What We're Watching
We did one of these last week, but since this is a pretty busy season as far as television goes, we might make this a weekly thing for the next few months, letting me put up some quick thoughts on a small handful of shows every week.
In that spirit, let's crack on with our picks for this week, which are overwhelmingly comic book adaptations.
I haven't watched nearly as much of Luke Cage as I wanted to by now, although I'll probably go and try to watch a few episodes once I'm done writing this.
So far, though, I'm really liking it. It's got interesting characters (I wasn't that keen on Luke during his appearances in Jessica Jones, but he really shines here, and I'm looking forward to seeing him in The Defenders); some excellent cinematography; often pretty inspired dialogue writing; and a plot that follows the same formula as Daredevil and Jessica Jones, in that it's essentially a gritty-ish crime drama with a light dusting of superpowers.
It also has one of the key problems of both those shows, which is that during its night-time scenes -- thankfully few and far between -- I can't see a thing.
Legends of Tomorrow S2.
Legends of Tomorrow has started again, and boy, am I glad that I'm not doing that as an ongoing this year, because my entire first episode review would just be me rambling about how that's not how time travel works or should work in any form of fiction ever.
If the trailers are anything to go by, Vixen will be joining the team, which I'm rather looking forward to. It also seems like Eobard Thawne and Damian Darhk are our villains for this series, which is an interesting turn -- taking two series villains from Arrow and The Flash -- but not necessarily one that I hate.
Oh, and the Justice Society of America has shown up. I don't much care for them, so I'm hoping they leave quickly and without any fuss.

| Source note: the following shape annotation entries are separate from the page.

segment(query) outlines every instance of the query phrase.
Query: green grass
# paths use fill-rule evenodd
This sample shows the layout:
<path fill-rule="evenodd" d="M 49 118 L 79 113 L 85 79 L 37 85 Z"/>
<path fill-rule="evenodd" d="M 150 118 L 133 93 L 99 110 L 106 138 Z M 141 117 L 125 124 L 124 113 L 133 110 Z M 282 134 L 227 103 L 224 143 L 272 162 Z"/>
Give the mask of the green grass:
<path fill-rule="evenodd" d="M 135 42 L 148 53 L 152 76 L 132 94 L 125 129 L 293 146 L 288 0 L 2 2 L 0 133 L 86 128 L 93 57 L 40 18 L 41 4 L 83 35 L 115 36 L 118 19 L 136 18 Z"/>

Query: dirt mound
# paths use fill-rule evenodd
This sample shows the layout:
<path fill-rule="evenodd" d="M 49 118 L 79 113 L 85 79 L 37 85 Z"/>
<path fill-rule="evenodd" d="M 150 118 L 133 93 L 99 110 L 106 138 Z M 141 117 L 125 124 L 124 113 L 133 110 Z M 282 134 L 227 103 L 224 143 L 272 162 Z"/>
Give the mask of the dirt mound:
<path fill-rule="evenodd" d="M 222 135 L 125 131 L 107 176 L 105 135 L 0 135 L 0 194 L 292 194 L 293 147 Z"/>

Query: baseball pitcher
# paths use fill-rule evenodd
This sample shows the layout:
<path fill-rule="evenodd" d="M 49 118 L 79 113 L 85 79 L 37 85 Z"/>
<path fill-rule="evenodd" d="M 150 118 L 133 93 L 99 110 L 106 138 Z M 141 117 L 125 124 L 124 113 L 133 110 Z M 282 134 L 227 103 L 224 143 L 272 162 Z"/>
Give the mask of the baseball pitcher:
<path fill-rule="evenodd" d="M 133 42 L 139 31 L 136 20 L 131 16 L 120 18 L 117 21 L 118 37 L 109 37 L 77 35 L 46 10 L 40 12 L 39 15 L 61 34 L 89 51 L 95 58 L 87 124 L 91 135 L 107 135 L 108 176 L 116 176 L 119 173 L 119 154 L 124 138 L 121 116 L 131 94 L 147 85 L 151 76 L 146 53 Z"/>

Supergirl has just started its second series, complete with a move to the CW, meaning that the CW now has DC shows airing four days a week. Just one more and you'll have every weekday, guys! I believe in you!
Anyway, the series is off to a pretty great start, with Cadmus set to be the main villains, and Clark Kent and Lena Luthor both having been introduced as recurring characters (and played by Tyler Hoechlin and Katie McGrath respectively, both of whom I really like). Mon-El also shows up briefly, and will presumably take a slightly bigger role later in the series.
The first episode was probably the highlight of my week as far as television goes, so I'm looking forward to seeing where it goes from here.
There's been a pretty significant kerfuffle in fandom lately, as Misha Collins has been victim of some pretty horrific at times comments regarding, of all possible things, him choosing to spell Castiel's dimunitive as 'Cass' (as it's spelled in the script) rather than 'Cas' (as fans like to spell it).
As for the first episode of the new series: Good news! It's even worse than you could possibly reasonably expect. It's boring, the dialogue is tired, the main actors look increasingly like they'd rather be anywhere else.
The big conflict, at least for the first part of the series, seems to be the British Men of Letters, in what is the most thinly veiled analogy for gun control ever, as 'Lady Antonia Bevell' (played by Australian actor Elizabeth Blackmore doing a terrible English accent) monologues on how there hasn't been a single monster-related death for years.
Apart from that, the big draw is probably the addition of Mary Winchester to the cast. Given Supernatural's track record, she'll be dead by episode five.